Par ailleurs, l’on ne peut pas parler des dépenses publiques sans se référer à la chaîne informatique de la dépense publique, mise en place en 2003 pour plus de transparence des opérations du Trésor. La procédure normale de la dépense est une procédure classique qui suit les quatre phases de la dépense : l’engagement, la liquidation, l’ordonnancement, le paiement.

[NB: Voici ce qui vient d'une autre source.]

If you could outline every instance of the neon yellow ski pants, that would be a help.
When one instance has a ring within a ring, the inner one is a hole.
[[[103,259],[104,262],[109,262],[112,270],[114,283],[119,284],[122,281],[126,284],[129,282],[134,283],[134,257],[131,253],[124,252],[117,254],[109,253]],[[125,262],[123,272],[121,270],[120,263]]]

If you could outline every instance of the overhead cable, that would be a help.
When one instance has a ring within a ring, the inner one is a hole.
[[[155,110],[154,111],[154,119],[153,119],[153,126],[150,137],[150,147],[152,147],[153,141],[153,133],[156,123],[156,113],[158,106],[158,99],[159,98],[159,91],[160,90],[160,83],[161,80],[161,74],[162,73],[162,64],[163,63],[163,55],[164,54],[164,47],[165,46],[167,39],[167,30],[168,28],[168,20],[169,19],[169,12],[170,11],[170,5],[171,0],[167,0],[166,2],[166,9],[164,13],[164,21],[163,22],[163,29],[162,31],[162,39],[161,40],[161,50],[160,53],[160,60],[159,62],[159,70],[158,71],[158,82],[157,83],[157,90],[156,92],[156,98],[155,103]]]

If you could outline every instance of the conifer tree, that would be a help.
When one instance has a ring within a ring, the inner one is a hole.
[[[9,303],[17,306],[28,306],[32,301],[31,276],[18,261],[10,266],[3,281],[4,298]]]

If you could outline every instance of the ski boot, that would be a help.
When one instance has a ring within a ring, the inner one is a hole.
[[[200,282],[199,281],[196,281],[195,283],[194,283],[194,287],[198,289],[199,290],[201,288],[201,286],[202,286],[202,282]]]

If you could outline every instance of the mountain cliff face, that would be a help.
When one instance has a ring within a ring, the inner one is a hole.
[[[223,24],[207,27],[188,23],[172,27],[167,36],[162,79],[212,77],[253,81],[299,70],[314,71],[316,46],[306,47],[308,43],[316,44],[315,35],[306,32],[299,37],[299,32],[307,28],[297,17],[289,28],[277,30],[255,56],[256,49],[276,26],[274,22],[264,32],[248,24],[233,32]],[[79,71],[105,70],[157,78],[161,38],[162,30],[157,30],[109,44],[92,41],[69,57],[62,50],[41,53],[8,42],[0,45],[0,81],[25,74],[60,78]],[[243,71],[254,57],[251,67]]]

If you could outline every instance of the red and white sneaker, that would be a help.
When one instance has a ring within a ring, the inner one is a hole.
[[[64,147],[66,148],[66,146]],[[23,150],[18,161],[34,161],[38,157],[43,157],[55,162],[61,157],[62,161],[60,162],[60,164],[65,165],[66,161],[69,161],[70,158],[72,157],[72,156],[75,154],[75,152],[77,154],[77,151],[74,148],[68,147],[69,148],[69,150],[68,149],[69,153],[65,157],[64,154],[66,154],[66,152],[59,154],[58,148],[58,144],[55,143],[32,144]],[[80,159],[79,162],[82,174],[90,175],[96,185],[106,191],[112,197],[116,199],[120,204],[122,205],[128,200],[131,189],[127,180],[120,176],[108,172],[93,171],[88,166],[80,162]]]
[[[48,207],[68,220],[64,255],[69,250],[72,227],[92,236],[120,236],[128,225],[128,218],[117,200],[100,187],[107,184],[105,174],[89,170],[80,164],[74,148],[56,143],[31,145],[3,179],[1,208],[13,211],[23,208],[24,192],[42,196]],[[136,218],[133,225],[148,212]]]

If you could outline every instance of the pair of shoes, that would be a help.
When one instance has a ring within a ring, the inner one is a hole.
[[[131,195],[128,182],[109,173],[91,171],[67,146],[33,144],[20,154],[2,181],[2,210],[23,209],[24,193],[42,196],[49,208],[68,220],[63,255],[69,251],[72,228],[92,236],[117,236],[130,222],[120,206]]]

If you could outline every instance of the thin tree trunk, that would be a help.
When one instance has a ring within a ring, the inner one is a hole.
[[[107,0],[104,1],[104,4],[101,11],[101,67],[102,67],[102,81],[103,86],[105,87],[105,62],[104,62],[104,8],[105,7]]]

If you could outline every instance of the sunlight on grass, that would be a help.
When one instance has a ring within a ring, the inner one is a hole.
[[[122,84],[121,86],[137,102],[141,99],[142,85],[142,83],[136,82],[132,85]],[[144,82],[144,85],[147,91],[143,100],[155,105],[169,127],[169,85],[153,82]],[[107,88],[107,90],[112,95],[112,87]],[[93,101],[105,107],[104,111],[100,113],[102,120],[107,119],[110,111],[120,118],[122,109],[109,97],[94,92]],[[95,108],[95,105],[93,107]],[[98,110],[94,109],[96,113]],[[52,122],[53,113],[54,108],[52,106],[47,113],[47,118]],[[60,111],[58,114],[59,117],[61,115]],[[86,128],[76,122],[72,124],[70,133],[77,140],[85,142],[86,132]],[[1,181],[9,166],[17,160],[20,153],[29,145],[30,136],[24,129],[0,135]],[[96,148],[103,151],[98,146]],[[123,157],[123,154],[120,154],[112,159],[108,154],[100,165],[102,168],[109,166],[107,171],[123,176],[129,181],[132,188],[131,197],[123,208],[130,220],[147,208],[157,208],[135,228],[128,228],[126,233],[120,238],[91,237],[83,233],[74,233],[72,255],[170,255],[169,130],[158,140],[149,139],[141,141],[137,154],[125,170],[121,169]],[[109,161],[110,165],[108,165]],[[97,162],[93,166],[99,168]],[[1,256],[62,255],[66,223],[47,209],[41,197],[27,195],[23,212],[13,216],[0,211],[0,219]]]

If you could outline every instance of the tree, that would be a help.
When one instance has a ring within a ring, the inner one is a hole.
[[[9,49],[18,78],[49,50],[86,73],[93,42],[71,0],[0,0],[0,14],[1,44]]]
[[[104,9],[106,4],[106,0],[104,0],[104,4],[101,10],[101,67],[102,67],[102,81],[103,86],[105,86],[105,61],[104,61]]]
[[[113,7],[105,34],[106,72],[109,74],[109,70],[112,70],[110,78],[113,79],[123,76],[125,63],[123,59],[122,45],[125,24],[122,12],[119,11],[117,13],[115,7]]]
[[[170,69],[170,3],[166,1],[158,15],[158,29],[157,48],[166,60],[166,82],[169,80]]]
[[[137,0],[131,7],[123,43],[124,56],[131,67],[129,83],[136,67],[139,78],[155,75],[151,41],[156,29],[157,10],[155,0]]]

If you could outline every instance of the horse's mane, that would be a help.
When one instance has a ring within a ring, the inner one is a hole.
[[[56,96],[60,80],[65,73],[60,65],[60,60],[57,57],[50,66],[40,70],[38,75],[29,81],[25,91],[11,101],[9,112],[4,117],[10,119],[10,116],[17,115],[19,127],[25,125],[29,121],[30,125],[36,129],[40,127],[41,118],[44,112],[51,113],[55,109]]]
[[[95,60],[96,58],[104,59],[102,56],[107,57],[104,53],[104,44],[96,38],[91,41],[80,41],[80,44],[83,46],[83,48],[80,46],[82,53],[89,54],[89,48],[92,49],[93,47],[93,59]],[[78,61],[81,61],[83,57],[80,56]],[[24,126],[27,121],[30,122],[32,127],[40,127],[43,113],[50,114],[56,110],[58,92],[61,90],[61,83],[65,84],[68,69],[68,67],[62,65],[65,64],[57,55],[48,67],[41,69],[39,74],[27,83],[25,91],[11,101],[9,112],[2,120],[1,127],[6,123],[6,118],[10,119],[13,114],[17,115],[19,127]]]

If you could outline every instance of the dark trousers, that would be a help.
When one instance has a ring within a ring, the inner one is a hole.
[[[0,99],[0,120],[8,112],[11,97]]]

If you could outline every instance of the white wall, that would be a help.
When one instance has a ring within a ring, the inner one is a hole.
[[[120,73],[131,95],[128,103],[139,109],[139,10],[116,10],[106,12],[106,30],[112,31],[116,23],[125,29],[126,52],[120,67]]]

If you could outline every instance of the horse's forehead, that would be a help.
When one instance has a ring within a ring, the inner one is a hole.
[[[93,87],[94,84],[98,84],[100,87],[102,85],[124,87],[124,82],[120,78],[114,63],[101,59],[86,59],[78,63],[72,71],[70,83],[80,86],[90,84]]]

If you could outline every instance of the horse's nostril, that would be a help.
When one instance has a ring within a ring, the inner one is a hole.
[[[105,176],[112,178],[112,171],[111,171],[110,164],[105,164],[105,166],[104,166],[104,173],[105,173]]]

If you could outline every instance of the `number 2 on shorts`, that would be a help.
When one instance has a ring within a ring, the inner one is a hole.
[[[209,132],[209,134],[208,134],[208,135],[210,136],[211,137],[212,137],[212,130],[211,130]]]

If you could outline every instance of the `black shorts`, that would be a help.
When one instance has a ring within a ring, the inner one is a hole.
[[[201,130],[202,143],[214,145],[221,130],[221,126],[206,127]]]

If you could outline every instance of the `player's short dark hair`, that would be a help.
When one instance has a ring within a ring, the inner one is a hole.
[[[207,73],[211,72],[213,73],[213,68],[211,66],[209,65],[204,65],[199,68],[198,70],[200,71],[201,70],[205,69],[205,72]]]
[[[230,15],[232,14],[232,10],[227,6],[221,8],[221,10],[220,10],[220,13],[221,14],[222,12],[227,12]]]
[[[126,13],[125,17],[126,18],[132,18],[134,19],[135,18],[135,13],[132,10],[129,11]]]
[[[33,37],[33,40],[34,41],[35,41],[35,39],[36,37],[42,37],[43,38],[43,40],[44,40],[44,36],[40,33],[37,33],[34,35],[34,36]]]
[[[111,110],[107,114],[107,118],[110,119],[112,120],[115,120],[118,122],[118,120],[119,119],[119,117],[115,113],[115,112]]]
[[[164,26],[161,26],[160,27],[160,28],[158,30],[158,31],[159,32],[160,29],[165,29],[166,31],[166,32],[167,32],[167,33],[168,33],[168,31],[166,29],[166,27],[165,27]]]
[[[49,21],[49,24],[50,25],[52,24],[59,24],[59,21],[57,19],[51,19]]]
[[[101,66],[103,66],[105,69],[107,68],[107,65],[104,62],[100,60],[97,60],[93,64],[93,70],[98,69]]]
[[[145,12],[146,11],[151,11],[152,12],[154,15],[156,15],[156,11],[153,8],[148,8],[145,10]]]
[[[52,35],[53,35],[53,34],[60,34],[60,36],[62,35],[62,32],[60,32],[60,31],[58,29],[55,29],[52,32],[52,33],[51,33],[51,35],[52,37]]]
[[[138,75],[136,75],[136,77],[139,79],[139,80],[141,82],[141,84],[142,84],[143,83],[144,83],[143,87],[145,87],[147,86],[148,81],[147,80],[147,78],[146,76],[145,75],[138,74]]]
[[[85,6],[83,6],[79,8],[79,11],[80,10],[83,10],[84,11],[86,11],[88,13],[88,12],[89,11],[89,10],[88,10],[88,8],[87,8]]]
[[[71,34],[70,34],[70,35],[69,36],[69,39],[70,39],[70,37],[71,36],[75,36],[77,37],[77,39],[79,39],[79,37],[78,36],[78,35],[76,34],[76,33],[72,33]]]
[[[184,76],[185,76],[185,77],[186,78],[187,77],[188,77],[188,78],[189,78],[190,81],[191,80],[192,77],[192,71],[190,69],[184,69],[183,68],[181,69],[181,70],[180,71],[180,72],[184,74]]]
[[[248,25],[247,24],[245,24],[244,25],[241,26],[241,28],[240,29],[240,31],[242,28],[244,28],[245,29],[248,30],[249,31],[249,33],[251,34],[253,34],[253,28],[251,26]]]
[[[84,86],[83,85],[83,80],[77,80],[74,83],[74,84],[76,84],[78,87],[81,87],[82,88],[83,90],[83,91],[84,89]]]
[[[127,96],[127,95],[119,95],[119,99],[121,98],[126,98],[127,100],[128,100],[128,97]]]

Loin de ce schéma classique, l’étude rapporte que : « Les procédures liées à la nature « sensible » de certaines dépenses sont initiées directement par les cabinets des ministères des Finances et du Budget, l’ordonnancement peut être demandé directement à la Direction du Trésor et de l’ordonnancement (DTO). Mais, la majorité de ces dépenses est exécutée « hors chaîne », par le simple dépôt à la Banque centrale du Congo (BCC) d’une correspondance du ministre des Finances. Il y a, pour ces dépenses, absence totale de contrôle, étant précisé que certaines de ces dépenses ne sont jamais régularisées dans la chaîne informatisée, tout en étant prises en compte au niveau des paiements ». « (…) Les dépenses de fonctionnement dont l’engagement est demandé par les services selon la procédure normale ne parviennent pratiquement jamais au stade du paiement. La procédure d’urgence est largement utilisée pour les frais de transport et les missions, les soins médicaux, … par les cabinets des ministres, ce qui explique la sur-exécution des budgets de fonctionnement de certains ministères simultanément au peu de fonctionnement, voire au zéro fonctionnement qui arrive dans les ministères ».

Revenant sur les recettes, l’étude note que : « Les recettes sont sur-exécutées de l’ordre de entre 5 et 15% pour des raisons qui sont variables selon les années : sous-estimation de telle ou telle recette, en particulier les versements des pétroliers-producteurs, bonne performance de telle ou telle régie, inflation, mécanisme de rétrocessions aux régies qui perçoivent un bonus en cas de dépassement des prévisions ».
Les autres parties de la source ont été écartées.